My vote on the matter will also answer the question above.
I am strongly voting against this proposal. There is a bunch of reasons, some tied to the evolution of the DIP until now and some tied to how this very idea came to life.
First, to me it doesn’t make sense to vote now on reverting to a previous version when we had a vote, 1 month ago, about updating it, and we didn’t even get the first results.
I sincerely don’t know why we are doing this now, with this vote that just happened, and 3 months to the end of the program, I can’t find the logic honestly even if I shake out all my bias.
Second, DIP 1.5 was quite good to bootstrap the delegates’ activity but had a huge collateral effect: a lot of noise and very less signal. For people that were in here, most of points were accrued for simply stating your own opinion, despite if it was provided in the first few days of discussion of the votes or later, and despite if others already provided the same opinion or not.
That had the byproduct effect of having a series of delegates creating a pletora of messages which, by a big amount, were just repetition of others.
Hoping that nobody gets offended, what we basically had was this
We then moved to 1.6 which introduced two main changes:
- opinion provided has to be timely, has to be valuable, has to be new and fresh and not a repetition
- the vote multiplier.
The former addition was in my opinion great: being able to filter repetition of the same idea over time, not providing a payment for this activity, was to me something fair. The fact that there are delegates (taking the list from Paulo which published this in the chat) that were able to always qualify for the DIP regardless of this change and regardless of their voting power is indeed an attestation that you can provide value to the DAO even with stricter rules: L2BEAT, myself, tekr0x, GriffGreen, GFXLabs, tempetechie, Bob Rossi, Gauntlet. This list spans from two of the biggest delegates in our DAO, to delegates with a few millions of vp, up to delegates barely above the threshold. To move to the latter point of the list, it means that the multiplier based on vp, while can introduce some difficulties, is absolutely not a gate to qualify. And we can for sure discuss if that is/was a good idea or not, the answer is probably a bit subjective and lies in what we want to incentive, and to me being able to put more weight into people and entities that have more vp is indeed the fair and right choice.

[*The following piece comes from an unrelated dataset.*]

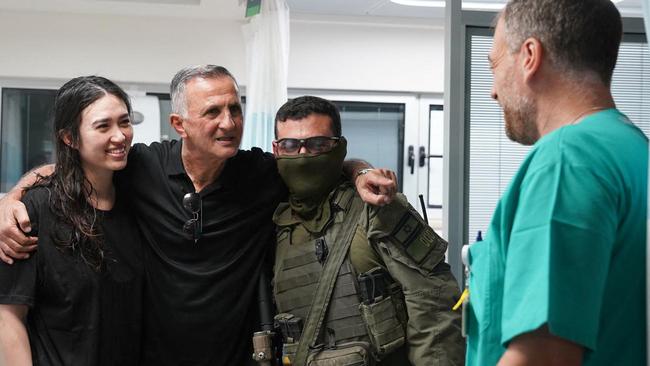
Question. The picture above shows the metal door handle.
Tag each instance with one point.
(422, 156)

We are further moving away from this with the 1.7 with
- an adjustment of payout based on the less amount of proposals we have
- a new “passive” tier, tier X, aimed to incentivse the participation of dormant mid and big holders.
Again, as I stated for that vote, I think both are fair changes: we do indeed have less votes so it makes sense to reduce reward, and we do have quorum problem so incentivising a passive behaviour that can help in this sense makes a ton of sense.
The question then becomes: why should we want to go back to 1.5? What value would bring, today, having 20-30 delegates all posting in any discussion just a slight variation of what is usually the same idea with the goal not of providing value but most of the time to qualify and get points for the payout?
We did that already, and it didn’t provide in my opinion a value worth the cost. And bear in mind, here for me cost is not only monetary cost, but the time and energy needed to navigate in all discussion and form an idea of how the dao is oriented.
I would like to add a few points here that are very very personal. I am not in love of having a discussion that
- started with the goal of sunsetting the program
- came from an account that was created 3 days before posting
- came from an account that was also invited to speak about this proposal in the last governance call, without showing up
- moved from cancelling the DIP to reinstate a previous version only 4 days ago
- went, after this big change in scope, on snapshot in a matter of a few days, with shielded voting.
Don’t get me wrong, all of this is “legal” to use what is probably the wrong word; is doable, and I don’t think it breaks any rule in the constitution.
But I personally feel the whole setup of this discussion is just not clean.
Maybe some will instead say that is a testimony about the fact that our DAO is indeed a DAO in which even things like this are doable, and so a degree of accountability from community still exists. But I can’t wash this feeling from my mouth, honestly.